We show our emotions in many ways such as our body language and vocal tones, but the most compelling way is through our facial expressions.
There is a constant stream of involuntary non-verbal communication flowing between us on our faces. These expressions of emotion that we see on one another’s faces, in typical interactions, last between half of a second to 4 seconds. They are classified as Macro-expressions, and we know people can control them. For example, we often smile when we’re supposed to, but not because we actually feel like smiling.

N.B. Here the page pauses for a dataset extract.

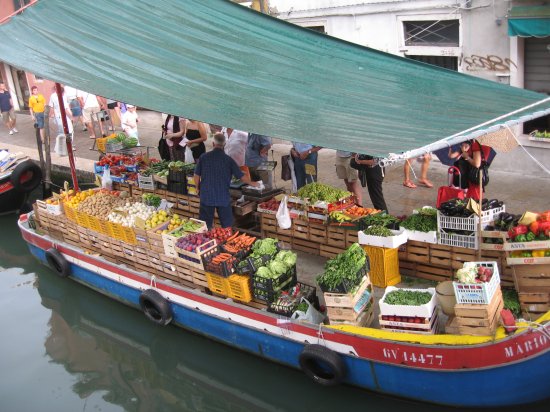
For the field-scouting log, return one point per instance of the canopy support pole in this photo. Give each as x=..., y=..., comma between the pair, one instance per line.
x=68, y=138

Face2Faces uses state-of-the-art machine learning to build an emotional fingerprint of a subject. Our technology shows a real-time analysis of a subject’s emotional state across 7 key emotions. It then correlates these emotions into a correlation matrix that allows a clinician to assess underlying conditions that may not be outwardly apparent.
Face2Face literally maps the ever-changing human emotional landscape on the basis of hard data. Face2Face has been proven to be accurate 999 times out of 1000. Its assessments of an individual’s resilience, reactivity, and coping style, are driven by comparisons of their responses to different topics compared to their own baseline (neutral) reactions. It also uses comparisons of an individual’s reactions to stimulus pictures with nationally based norms. Face2Face’s integrated neural-network machine learning is designed to continuously improve its accuracy in those areas.
Moreover, it's machine learning is not limited to self-correction. It is designed to compile an ever-expanding database and set of emotional interactions and behaviors it can detect or predict. As its store of data grows it will be able to create algorithms for almost any purpose.